Cylvia Hayes’ use of the governor’s office to advance her clean energy consulting business — a story of 94,000 emails that has unfolded in news outlets as a kind of modern day Charles Dickens serial novel — may fit the narrative mold. “But a lot of unethical behavior in organizations happens organically and from the bottom up,” says Leavitt. Organizations often fail to pay attention to ethical issues and then are caught off guard when the media or a whistleblower calls attention to potential wrongdoing.

For an action to be corrupt, there has to be clear intent on the part of the individual. But as Leavitt points out, it is often the case that unethical behavior springs from actions where the individual had little control or awareness over the situation. In these cases, it is more appropriate to use terms such as poor government or misconduct.

“Misadministration is a good term to think about because there is a lot more misadministration going on than blatant corruption. Differentiating between the two is really important,” says Forrester. 

Ryan Deckert, president of the Oregon Business Association, echoes that idea. Although the media often has a hard time seeing the nuances of scandals, he says, “you see examples of behaviors that fall maybe into poor judgment or into the area of severely poor judgment whether it be in the business community, in labor, or in government.”

 For a public official to take money for his or her own gain, such as in the case of the former Virginia governor, is an obvious act of corruption. But is the bridge scandal that tainted the New Jersey governorship equivalent to the email brouhaha that dogs Hillary Clinton’s presidential bid? And can both be lumped into the same category as the Cylvia Hayes affair?

Government officials are stewards of public resources and should be held to the highest standard of ethical behavior. Gov. Kate Brown’s new ethics rules will help ensure that happens. But even in politics, the world is not black and white. And as distrust in government reaches perhaps an all time high, it behooves us to remember the threat to democracy now comes from all sides.

When we are quick to label a public official as corrupt, we risk ignoring the potential for remediation or due process, says Leavitt. “If we expect people to play fair within the system, it is reasonable to play fair when people do something questionable.”

Business ethics

Standards of ethics are different in business compared with government because business people do not have the added layer of stewardship over public resources. As Carolynn Duncan, founder of the NorthWest Social Venture Fund, points out, nobody would call it unethical to spend on a gift for a client in the business world. She prefers the term misconduct to describe unethical behavior in business because corruption is a politicized term. 

Should a CEO or the corporation be held responsible for unethical behavior? “Bottom line is any person has to be responsible for their behavior,” Duncan says. “The board has to hold the CEO accountable, but the CEO often sets 
parameters for ethical values. There is a tension there.” 

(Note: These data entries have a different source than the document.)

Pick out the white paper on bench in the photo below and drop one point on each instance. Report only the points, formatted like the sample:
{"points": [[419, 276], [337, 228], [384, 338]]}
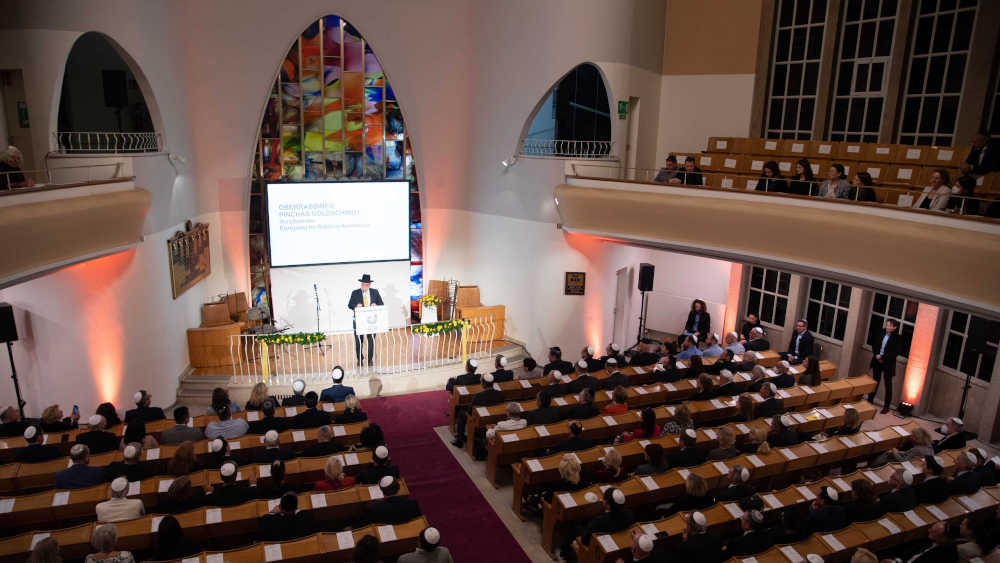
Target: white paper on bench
{"points": [[873, 477], [772, 500], [833, 542], [345, 540], [888, 525], [937, 512], [567, 500], [272, 552], [791, 554], [917, 520], [608, 543]]}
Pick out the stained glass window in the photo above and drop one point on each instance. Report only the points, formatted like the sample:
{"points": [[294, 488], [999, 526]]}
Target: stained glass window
{"points": [[332, 115]]}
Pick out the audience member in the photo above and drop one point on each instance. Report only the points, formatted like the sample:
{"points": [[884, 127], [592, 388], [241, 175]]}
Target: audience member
{"points": [[118, 507]]}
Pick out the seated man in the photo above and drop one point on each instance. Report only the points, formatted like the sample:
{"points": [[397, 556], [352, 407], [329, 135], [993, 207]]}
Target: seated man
{"points": [[181, 432], [312, 417], [298, 398], [79, 475], [119, 508], [96, 438], [286, 521], [337, 392], [142, 410], [392, 508]]}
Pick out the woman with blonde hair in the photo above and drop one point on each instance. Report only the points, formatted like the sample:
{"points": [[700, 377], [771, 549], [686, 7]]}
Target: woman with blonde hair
{"points": [[335, 478]]}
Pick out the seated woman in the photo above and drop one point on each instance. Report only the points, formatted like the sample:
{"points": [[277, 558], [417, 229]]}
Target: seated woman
{"points": [[802, 183], [935, 196], [352, 411], [771, 180], [335, 478], [835, 185]]}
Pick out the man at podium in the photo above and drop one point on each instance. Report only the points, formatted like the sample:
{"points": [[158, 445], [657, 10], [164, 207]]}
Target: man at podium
{"points": [[366, 297]]}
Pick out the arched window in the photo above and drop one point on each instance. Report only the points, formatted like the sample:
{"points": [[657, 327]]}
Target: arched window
{"points": [[101, 107], [331, 115], [574, 120]]}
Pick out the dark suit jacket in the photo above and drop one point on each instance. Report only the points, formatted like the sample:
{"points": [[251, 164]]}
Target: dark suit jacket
{"points": [[311, 418], [805, 347], [98, 441], [703, 327], [391, 510]]}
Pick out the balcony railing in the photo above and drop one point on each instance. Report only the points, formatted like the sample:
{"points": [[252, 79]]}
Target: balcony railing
{"points": [[566, 149], [107, 142]]}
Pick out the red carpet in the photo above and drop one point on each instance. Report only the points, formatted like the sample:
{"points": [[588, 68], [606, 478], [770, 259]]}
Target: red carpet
{"points": [[450, 501]]}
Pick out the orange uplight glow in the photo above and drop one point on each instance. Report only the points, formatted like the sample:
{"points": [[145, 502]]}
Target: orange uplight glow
{"points": [[733, 297], [920, 352]]}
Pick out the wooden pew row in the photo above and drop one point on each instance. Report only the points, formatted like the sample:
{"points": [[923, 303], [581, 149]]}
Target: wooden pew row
{"points": [[531, 475], [9, 446], [723, 517], [65, 507], [35, 476], [511, 446], [570, 507], [232, 522], [638, 396]]}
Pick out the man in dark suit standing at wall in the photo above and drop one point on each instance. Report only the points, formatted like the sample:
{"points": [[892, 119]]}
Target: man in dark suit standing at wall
{"points": [[366, 296], [883, 362]]}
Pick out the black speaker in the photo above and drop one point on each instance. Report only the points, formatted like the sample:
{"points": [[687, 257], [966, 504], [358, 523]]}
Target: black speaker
{"points": [[8, 330], [115, 90], [645, 277]]}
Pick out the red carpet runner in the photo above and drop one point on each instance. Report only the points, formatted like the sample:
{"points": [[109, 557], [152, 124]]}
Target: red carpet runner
{"points": [[449, 499]]}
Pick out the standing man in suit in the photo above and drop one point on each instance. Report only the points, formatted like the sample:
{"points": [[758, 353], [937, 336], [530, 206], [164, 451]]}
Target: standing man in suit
{"points": [[883, 362], [366, 296], [800, 346]]}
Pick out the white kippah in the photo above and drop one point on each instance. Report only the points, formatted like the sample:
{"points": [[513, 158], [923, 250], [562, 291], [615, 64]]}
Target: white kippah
{"points": [[432, 536], [119, 484]]}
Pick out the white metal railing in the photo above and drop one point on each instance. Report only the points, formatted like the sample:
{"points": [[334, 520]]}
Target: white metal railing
{"points": [[566, 148], [107, 142], [400, 351]]}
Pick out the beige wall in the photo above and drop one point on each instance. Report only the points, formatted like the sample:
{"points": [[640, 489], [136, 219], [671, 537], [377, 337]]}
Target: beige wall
{"points": [[711, 36]]}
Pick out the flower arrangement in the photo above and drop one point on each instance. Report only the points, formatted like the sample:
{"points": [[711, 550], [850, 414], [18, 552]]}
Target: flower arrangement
{"points": [[428, 300], [442, 327], [292, 338]]}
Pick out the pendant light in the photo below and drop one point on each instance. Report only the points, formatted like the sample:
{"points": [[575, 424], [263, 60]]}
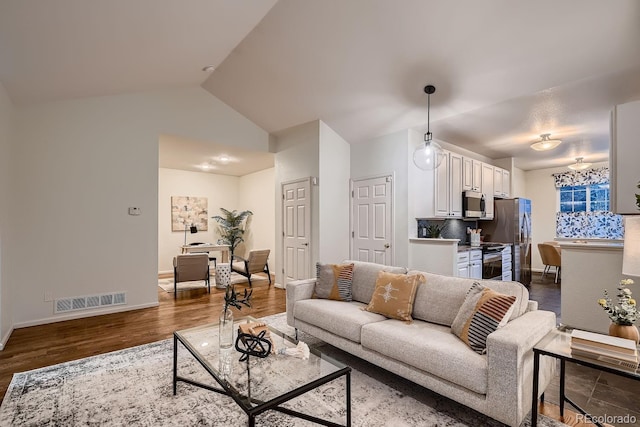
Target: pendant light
{"points": [[428, 155], [546, 143], [579, 164]]}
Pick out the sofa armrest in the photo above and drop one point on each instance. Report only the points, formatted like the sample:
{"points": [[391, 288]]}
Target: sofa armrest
{"points": [[298, 290], [510, 364]]}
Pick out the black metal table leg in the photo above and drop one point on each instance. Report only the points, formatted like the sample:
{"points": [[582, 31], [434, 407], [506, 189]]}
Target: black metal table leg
{"points": [[175, 363], [348, 389], [534, 397], [563, 397]]}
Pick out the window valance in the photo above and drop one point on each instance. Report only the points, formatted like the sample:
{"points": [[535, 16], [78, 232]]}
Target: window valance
{"points": [[586, 177]]}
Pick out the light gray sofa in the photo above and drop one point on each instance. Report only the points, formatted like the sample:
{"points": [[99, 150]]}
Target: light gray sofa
{"points": [[497, 384]]}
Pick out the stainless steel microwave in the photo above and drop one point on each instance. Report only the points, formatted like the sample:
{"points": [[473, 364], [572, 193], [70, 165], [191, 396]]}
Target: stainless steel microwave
{"points": [[473, 204]]}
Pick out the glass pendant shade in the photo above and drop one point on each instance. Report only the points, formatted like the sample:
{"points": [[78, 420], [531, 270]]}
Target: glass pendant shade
{"points": [[428, 155], [546, 143], [579, 165]]}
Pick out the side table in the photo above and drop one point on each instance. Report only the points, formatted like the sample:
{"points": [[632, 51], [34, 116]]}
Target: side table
{"points": [[557, 344], [223, 275]]}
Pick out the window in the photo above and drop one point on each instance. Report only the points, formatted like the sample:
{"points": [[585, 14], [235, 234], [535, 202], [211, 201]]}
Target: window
{"points": [[585, 198]]}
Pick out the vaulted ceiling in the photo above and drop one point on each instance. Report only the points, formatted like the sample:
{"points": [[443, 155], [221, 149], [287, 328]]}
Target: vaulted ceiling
{"points": [[505, 71]]}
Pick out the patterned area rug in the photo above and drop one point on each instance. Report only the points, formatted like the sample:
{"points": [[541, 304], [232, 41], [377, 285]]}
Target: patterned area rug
{"points": [[134, 387]]}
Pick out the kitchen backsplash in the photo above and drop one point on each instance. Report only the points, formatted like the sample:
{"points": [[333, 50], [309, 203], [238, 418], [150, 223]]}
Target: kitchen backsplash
{"points": [[451, 228]]}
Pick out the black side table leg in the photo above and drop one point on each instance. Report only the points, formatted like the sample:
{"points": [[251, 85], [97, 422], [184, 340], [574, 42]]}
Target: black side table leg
{"points": [[534, 397], [175, 363], [348, 390], [562, 395]]}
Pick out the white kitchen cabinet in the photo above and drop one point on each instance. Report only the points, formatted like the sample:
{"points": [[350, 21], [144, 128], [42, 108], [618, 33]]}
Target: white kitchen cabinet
{"points": [[447, 192], [487, 189], [471, 174], [463, 264], [625, 151], [475, 264], [501, 182]]}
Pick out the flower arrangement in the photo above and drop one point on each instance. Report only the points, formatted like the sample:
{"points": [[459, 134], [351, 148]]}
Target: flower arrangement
{"points": [[626, 311], [231, 298]]}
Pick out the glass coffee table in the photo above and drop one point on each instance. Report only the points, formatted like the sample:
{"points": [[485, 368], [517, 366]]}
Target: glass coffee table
{"points": [[260, 384], [557, 344]]}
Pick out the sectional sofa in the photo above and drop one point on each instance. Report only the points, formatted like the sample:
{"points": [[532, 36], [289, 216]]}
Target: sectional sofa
{"points": [[425, 351]]}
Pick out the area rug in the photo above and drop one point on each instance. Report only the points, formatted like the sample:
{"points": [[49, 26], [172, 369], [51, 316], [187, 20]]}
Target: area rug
{"points": [[134, 387], [167, 284]]}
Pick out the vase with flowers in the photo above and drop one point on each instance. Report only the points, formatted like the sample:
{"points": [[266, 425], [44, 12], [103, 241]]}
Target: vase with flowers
{"points": [[225, 325], [623, 314]]}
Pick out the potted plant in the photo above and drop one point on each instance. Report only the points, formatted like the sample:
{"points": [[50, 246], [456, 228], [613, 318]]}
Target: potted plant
{"points": [[231, 227], [623, 314]]}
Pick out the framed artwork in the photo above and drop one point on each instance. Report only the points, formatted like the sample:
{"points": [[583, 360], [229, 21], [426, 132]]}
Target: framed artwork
{"points": [[187, 211]]}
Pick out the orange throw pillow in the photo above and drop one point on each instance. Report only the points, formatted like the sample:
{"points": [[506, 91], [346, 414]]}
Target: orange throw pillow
{"points": [[394, 295]]}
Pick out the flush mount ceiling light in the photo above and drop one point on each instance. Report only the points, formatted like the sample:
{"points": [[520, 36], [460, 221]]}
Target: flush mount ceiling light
{"points": [[546, 143], [428, 155], [579, 164]]}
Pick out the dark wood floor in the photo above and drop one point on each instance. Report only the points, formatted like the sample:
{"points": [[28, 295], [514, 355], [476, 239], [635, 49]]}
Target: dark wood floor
{"points": [[38, 346]]}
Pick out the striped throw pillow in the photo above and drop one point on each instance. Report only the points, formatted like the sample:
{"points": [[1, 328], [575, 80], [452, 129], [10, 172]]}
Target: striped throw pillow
{"points": [[483, 311], [334, 281]]}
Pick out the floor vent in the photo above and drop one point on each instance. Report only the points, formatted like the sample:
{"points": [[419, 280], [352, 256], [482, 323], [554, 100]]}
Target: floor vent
{"points": [[64, 305]]}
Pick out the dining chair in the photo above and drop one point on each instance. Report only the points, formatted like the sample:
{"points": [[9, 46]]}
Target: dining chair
{"points": [[190, 267], [256, 262]]}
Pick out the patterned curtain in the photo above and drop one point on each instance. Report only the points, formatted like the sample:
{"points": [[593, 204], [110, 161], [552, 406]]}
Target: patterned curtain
{"points": [[585, 177]]}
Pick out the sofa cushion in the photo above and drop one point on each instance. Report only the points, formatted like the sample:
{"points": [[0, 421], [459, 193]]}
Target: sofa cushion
{"points": [[344, 319], [334, 281], [439, 299], [394, 294], [428, 347], [483, 311], [364, 278]]}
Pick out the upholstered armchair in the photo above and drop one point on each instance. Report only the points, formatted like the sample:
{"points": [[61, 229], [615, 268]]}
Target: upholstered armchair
{"points": [[190, 267], [256, 262], [551, 257]]}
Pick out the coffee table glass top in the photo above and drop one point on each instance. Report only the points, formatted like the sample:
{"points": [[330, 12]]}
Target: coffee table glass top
{"points": [[557, 343], [263, 379]]}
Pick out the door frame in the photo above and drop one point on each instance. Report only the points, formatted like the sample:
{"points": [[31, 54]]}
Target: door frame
{"points": [[352, 182], [308, 179]]}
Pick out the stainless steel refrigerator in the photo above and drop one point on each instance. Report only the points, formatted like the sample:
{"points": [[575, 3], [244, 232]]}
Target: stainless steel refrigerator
{"points": [[512, 224]]}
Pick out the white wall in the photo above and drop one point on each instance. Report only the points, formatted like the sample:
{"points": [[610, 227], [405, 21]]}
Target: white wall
{"points": [[518, 183], [256, 193], [388, 155], [78, 166], [6, 120], [334, 196], [220, 191], [297, 156], [540, 188]]}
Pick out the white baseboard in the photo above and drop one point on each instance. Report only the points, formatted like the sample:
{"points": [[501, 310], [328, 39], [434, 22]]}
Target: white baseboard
{"points": [[3, 343], [79, 315]]}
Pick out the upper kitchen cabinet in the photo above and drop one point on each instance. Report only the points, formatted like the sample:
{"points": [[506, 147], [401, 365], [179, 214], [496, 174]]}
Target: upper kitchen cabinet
{"points": [[439, 193], [487, 189], [623, 158], [471, 174], [501, 183]]}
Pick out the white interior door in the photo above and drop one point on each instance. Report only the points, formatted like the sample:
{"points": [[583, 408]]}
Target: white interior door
{"points": [[296, 231], [371, 211]]}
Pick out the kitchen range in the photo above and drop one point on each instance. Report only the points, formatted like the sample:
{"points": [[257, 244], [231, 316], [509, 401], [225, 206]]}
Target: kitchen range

Dick Clark, chair of the Portland Rotary Club’s Ethics in Business Committee, says there is an “objective and subjective” balance in business ethics. “While oftentimes challenging to grasp, it is important to keep searching and asking the right questions.” Despite the subjective element, Clark doesn’t see the need to distinguish between different shades of unethical behavior. “I think correct behavior is somewhat black and white. So it is hard to say there are shades of it. It is almost like telling the truth. There are no shades of truth.”

For others, the situation is more nuanced. Ryan Deckert, president of the Oregon Business Association, says there are “shades of gray” in ethics. But as someone who spent six years as an Oregon state senator before joining the business community, Deckert does not see much difference in the nature of corruption in business versus government. “If Bernie Madoff takes money and lies to his clients, it is not much different than some political representatives that have served time in jail in Oregon for doing something similar – taking money and lying about it.”